Baseline assessments showed no significant differences across conditions in visual imagery ability ($\bar{x}$ = 3.761, $s$ = 0.574 on a 5-point scale), prior knowledge in physics and astronomy ($\bar{x}$ = 9.310, $s$ = 6.813 on a 50-point scale), or black hole pre-test scores ($\bar{x}$ = 4.188, $s$ = 1.963 out of 12 points). This established comparable starting points across experimental conditions.

Analysis revealed significant differences in open-response retention scores ($F$(3,209) = 7.41, $p$ < 0.001), with the drawing condition ($\bar{x}$ = 6.688, $s$ = 2.93) significantly outperforming both the copying ($\bar{x}$ = 4.204, $s$ = 2.750, $p$ < 0.0001) and partial illustration conditions ($\bar{x}$ = 4.796, $s$ = 2.595, $p$ = 0.0037). The difference between drawing and study conditions approached significance ($p$ = 0.052). However, no significant differences emerged in multiple-choice gains or transfer scores across conditions.

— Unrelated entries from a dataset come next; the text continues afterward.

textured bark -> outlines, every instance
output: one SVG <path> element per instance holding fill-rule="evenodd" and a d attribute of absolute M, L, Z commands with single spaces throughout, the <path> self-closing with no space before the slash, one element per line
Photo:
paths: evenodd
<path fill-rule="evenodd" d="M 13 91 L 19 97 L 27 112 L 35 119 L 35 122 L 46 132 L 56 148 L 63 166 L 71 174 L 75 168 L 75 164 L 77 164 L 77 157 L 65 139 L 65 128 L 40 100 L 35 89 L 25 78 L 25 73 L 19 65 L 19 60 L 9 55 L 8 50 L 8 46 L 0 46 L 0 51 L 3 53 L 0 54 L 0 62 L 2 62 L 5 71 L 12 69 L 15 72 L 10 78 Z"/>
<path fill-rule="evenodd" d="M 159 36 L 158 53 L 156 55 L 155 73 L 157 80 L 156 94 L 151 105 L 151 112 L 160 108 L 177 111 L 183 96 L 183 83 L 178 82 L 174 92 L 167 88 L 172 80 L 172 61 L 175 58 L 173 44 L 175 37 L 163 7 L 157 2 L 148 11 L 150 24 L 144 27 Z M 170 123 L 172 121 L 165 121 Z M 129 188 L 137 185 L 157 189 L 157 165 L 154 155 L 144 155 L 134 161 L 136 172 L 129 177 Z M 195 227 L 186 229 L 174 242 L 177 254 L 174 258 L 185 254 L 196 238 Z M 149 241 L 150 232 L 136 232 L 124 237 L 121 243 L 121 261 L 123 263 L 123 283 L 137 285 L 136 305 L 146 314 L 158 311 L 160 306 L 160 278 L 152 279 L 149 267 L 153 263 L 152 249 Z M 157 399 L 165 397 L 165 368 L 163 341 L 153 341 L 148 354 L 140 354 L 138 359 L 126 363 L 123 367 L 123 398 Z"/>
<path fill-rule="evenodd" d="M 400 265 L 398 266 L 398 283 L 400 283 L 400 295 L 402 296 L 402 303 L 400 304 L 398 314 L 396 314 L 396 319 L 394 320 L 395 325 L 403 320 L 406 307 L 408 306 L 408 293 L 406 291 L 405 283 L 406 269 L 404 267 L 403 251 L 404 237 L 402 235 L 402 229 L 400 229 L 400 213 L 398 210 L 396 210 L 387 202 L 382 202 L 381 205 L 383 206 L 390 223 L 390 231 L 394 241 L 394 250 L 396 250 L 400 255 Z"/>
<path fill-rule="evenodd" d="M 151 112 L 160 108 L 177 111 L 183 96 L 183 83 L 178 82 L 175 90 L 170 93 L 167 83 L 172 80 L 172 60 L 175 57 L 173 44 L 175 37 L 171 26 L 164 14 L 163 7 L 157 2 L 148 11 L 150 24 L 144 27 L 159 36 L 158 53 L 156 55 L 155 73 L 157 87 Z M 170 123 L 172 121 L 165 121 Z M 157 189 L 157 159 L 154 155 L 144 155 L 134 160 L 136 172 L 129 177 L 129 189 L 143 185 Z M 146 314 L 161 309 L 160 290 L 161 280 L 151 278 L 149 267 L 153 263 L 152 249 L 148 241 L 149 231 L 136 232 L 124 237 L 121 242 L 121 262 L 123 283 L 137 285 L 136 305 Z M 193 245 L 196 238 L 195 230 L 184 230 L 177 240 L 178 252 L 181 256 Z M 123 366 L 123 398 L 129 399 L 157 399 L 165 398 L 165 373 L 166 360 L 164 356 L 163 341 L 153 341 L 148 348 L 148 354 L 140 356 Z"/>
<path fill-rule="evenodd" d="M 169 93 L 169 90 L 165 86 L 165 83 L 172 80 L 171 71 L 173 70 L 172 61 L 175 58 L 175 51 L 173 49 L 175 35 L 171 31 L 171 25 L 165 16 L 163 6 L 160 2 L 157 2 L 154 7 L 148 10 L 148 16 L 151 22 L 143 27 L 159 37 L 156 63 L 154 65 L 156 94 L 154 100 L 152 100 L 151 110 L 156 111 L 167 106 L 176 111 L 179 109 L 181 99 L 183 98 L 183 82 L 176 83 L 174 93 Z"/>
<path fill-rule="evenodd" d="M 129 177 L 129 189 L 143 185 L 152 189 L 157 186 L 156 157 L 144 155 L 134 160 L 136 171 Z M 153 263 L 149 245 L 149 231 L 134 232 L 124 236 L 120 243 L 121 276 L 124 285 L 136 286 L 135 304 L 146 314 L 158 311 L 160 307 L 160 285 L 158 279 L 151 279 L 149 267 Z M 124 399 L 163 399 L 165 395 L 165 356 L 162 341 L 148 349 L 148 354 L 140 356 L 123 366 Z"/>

Figure 7. A bar chart demonstrating participants’ multiple-choice gain (post-test minus pre-test) score. Higher scores indicate better performance and maximum possible gain score is 13.
Figure 8. A bar chart demonstrating participants’ performance on the open responses retention test organized by condition. Higher scores indicate better performance and the maximum possible score is 22.

Exploratory Analyses

Additional analyses were conducted to explore mechanisms by which drawing might enhance learning. We examined reading time, cognitive load, condition enjoyment, and word count:

Discussion

Our findings demonstrate that drawing can enhance recall of theoretical scientific concepts, with the drawing condition outperforming other groups on open-response retention tests. However, this advantage did not extend to multiple-choice or transfer tests. These results challenge previous research suggesting that instructor-guided visualization is more effective for retention. The improved performance may be partly attributed to increased engagement time, as suggested by our exploratory analyses of reading time and germane load.

Two key limitations warrant consideration. First, the laboratory setting may not accurately represent authentic learning environments where students are intrinsically motivated to learn, rather than participating for course credit. Second, certain visualization tasks may have inadvertently discouraged engagement—participants in the study condition could passively scan illustrations, while those in the complete condition reported finding the task confusing or elementary.

Future research should examine these visualization strategies in actual classroom settings, particularly in advanced science courses where abstract concepts are regularly taught. This would provide more ecological validity and help determine the practical effectiveness of drawing as a learning strategy in authentic educational contexts.

Acknowledgments

This research, conducted as an honors thesis at the Learning and Instruction in Multimedia Environments (LIME) Lab at UC San Diego (2018-2020), was made possible through the support of several individuals and organizations. I am particularly thankful to Dr. Geller for her exceptional mentorship, intellectual guidance, and continuous support throughout this project. Her insights significantly shaped both this research and my professional development.

I also gratefully acknowledge the contributions of the LIME Lab members, whose constructive feedback during lab meetings and experimental design phases strengthened this work considerably. Special thanks to the UC San Diego Psychology Subject Pool for facilitating participant recruitment, and to all the students who participated in this study.